Sind die Beurteilungsregeln in allen Kantonen gleich?
Nein. Beurteilungs- und Zeugnisregeln sind kantonal unterschiedlich geregelt, etwa bei der Anzahl der Lernkontrollen, der Gewichtung mündlicher Beiträge oder der Form des Beurteilungsgesprächs. Gleich bleibt die Grundlogik, dass die Zeugnisnote auf mehreren Beurteilungsanlässen über ein Semester beruht, nicht auf einer einzelnen Prüfung. Für verbindliche Details zum eigenen Kanton hilft der kantonale Lehrplan bzw. die kantonale Beurteilungsverordnung, nicht eine allgemeine, kantonsübergreifende Faustregel.
Was gehört in ein Beurteilungsgespräch?
Ein überzeugendes Beurteilungsgespräch stützt sich auf konkrete Beispiele aus den gesammelten Lernkontrollen und weiteren Beurteilungsanlässen des Semesters, statt die Note nur allgemein zu erklären. Sinnvoll ist zudem ein Ausblick, woran im nächsten Semester gearbeitet werden könnte, statt sich ausschliesslich auf die vergangene Note zu konzentrieren. Eine kurze, vorab erstellte Übersicht der wichtigsten Beurteilungsanlässe erleichtert es, im Gespräch gezielt auf Rückfragen von Lernenden oder Erziehungsberechtigten einzugehen.
Warum heisst der Fachbereich ERG im Kanton Zürich anders?
Der Kanton Zürich bezeichnet den Fachbereich Ethik, Religionen, Gemeinschaft abweichend als Religionen, Kulturen, Ethik, kurz RKE. Inhaltlich handelt es sich um denselben Fachbereich aus dem Lehrplan 21, die Bezeichnung unterscheidet sich aber kantonal, ähnlich wie sich auch andere Fachbereichsbezeichnungen von Kanton zu Kanton leicht unterscheiden können. Wer Material oder Beurteilungsunterlagen über Kantonsgrenzen hinweg austauscht, sollte diese abweichende Bezeichnung kennen, um Missverständnisse zu vermeiden.
Wie dokumentiere ich Lernkontrollen praktikabel über ein Semester?
Eine einheitliche Form ist nicht vorgeschrieben. Bewährt hat sich eine einfache, laufend geführte Übersicht je Lernende und Lernender mit Datum, Thema und Ergebnis jeder Lernkontrolle, ergänzt um kurze Notizen zu mündlichen oder praktischen Beurteilungsanlässen. Eine solche Übersicht erleichtert die spätere Ableitung der Zeugnisnote ebenso wie das Beurteilungsgespräch, weil sich einzelne Ergebnisse konkret ansprechen lassen, statt nur auf eine Durchschnittsnote zu verweisen.
Wie unterscheidet sich das Zeugnis im Zyklus 3 grundsätzlich von späteren Beurteilungsformen?

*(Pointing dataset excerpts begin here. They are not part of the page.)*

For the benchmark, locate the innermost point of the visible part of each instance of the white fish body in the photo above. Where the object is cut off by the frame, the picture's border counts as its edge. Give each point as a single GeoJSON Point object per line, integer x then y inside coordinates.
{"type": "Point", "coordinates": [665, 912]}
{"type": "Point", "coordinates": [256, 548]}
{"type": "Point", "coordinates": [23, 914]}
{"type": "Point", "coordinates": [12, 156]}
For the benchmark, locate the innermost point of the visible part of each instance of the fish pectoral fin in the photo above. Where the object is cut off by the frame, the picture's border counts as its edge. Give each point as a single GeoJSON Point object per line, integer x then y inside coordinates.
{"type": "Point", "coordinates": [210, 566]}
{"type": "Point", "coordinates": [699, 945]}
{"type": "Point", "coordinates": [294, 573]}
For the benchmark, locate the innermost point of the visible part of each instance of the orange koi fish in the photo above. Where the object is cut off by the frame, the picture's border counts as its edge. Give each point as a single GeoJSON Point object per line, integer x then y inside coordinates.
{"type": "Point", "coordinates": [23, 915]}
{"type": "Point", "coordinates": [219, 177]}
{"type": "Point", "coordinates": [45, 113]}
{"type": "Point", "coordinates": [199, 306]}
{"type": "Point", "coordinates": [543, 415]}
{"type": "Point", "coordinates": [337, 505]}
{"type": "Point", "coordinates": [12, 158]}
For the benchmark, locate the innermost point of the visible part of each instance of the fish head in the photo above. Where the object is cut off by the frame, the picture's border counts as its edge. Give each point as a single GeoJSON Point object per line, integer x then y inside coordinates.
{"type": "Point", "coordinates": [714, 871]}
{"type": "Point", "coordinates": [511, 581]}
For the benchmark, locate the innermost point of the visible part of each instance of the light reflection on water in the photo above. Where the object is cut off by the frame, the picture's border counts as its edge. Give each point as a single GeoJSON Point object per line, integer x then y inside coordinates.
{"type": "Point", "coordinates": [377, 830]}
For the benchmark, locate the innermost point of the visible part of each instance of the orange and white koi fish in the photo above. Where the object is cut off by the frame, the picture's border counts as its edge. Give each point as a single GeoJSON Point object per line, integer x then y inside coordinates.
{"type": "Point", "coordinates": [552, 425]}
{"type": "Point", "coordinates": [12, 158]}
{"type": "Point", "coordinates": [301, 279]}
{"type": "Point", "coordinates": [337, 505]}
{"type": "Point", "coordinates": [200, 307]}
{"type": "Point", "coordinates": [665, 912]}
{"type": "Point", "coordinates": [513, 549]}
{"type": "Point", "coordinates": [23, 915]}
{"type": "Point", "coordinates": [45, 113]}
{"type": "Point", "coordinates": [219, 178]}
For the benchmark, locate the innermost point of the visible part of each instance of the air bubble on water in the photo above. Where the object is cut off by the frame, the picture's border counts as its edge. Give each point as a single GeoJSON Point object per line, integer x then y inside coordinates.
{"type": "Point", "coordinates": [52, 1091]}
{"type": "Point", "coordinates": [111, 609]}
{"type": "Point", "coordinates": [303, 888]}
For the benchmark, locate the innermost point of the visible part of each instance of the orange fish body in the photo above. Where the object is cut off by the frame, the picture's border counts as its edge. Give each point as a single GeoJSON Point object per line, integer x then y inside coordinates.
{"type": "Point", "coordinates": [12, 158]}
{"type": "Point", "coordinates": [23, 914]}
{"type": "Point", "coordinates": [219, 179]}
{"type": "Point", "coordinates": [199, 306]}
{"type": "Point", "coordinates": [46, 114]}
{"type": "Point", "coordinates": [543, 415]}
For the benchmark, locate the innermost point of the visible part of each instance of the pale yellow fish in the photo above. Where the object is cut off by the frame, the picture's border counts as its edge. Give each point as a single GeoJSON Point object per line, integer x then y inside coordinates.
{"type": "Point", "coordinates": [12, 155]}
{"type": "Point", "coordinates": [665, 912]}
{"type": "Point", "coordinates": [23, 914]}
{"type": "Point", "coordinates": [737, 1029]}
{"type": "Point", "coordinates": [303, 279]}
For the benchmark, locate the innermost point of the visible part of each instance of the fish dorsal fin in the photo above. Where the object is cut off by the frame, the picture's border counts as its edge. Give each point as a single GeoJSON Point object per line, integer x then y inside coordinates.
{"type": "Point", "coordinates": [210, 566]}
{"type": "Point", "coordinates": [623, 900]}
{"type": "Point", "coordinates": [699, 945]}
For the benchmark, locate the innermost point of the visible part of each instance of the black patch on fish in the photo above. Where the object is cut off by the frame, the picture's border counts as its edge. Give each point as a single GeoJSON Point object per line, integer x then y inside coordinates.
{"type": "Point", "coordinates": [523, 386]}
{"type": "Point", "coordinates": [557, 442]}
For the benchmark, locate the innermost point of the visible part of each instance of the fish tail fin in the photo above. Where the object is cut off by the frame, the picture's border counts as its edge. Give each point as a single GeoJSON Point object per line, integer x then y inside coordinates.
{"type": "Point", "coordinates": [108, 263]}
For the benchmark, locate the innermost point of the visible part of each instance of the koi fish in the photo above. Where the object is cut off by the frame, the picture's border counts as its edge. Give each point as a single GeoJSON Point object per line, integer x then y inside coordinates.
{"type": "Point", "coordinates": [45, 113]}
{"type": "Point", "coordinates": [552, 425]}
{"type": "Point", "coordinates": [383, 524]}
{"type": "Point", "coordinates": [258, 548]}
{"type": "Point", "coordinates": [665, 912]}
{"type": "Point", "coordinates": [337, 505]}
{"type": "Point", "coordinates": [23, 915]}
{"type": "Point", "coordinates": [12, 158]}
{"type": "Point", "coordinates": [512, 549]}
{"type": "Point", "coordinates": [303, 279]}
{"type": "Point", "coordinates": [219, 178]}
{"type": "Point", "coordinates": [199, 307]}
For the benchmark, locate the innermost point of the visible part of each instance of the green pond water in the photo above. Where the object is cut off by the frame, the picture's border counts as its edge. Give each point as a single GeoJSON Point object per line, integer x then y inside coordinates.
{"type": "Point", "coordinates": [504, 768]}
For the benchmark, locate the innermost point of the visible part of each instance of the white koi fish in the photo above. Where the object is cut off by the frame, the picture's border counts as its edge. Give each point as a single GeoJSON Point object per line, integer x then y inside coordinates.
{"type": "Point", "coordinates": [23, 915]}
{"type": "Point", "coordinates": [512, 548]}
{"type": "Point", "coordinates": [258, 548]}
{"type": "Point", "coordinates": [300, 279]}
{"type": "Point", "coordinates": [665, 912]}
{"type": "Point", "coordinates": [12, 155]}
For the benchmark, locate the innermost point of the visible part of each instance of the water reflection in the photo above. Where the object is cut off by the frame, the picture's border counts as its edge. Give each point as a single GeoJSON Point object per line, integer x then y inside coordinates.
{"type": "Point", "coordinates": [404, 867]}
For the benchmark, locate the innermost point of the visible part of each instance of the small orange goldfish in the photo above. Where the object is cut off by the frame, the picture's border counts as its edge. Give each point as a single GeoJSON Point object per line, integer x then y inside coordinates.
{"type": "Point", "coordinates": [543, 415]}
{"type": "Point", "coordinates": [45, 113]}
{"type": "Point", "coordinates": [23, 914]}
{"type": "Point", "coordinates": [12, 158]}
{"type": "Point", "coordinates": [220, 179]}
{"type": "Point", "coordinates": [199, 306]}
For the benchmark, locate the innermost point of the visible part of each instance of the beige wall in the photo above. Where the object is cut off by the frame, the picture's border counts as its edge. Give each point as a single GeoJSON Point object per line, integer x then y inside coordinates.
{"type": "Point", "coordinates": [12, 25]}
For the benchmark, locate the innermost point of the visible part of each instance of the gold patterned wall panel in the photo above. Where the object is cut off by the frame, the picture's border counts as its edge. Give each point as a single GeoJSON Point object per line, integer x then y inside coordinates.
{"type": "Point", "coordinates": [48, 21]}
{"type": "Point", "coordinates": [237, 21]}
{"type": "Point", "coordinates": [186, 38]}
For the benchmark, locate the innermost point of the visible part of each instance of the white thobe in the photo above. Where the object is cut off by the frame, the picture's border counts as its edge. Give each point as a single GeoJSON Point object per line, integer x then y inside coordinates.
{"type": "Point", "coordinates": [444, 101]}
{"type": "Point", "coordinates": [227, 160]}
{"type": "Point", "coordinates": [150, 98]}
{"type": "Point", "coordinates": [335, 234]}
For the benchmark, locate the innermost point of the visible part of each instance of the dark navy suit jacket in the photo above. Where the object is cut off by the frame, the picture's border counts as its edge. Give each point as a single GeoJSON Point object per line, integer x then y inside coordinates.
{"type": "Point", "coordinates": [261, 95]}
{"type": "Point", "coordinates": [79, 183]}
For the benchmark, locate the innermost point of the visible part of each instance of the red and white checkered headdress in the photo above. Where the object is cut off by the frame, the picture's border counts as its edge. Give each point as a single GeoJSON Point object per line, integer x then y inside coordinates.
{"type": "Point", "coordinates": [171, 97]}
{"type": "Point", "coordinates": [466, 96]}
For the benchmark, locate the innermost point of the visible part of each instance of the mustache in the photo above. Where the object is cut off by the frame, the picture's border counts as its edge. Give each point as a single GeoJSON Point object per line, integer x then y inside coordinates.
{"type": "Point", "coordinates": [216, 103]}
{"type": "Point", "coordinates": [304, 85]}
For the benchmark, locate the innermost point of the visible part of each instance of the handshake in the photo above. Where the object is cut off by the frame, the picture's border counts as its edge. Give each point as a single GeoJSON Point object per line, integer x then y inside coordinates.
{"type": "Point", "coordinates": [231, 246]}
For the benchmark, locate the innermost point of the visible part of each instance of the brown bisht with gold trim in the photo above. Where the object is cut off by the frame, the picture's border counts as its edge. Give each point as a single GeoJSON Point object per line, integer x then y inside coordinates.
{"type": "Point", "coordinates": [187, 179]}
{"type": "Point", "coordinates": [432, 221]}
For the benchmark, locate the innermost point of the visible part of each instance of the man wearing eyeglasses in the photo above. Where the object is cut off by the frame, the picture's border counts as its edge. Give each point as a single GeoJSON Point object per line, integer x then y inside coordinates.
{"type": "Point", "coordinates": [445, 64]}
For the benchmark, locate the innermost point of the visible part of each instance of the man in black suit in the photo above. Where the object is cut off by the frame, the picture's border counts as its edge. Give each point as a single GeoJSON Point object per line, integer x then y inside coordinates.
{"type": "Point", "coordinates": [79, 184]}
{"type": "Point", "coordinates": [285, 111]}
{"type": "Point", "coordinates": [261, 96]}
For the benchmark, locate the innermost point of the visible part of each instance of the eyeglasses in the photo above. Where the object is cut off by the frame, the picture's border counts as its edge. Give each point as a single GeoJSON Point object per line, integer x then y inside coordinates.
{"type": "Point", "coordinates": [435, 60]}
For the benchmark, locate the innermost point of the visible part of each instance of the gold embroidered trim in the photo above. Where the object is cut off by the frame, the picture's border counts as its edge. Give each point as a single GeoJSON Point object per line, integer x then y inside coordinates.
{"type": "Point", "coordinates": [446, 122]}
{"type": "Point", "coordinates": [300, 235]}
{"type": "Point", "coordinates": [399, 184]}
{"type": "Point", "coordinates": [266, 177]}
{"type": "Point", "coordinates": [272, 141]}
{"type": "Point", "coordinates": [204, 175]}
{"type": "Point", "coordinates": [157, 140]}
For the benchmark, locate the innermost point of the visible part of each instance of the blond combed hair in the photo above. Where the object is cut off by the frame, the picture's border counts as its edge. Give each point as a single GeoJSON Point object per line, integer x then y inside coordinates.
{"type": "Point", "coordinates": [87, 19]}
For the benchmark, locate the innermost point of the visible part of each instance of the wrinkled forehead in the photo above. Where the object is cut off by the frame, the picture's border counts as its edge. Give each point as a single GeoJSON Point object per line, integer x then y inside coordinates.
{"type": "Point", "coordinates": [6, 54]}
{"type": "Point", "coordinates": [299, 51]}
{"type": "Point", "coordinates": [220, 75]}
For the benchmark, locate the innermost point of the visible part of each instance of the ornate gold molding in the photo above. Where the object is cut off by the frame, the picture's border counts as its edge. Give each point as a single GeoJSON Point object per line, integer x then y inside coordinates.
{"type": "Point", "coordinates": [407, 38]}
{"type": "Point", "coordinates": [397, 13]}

Im Zyklus 3, also der 1. bis 3. Sek, beruht das Zeugnis auf laufend gesammelten Lernkontrollen und weiteren Beurteilungsanlässen innerhalb des Semesters. Spätere Beurteilungsformen, etwa im Rahmen einer Berufsmaturität, kombinieren diese laufende Beurteilung oft mit zusätzlichen, eigenständigen Prüfungsformaten wie einer interdisziplinären Projektarbeit. Die Grundlogik einer über die Zeit gesammelten Beurteilung bleibt aber über die Stufen hinweg ähnlich, auch wenn sich Umfang und Ausgestaltung von Stufe zu Stufe deutlich unterscheiden.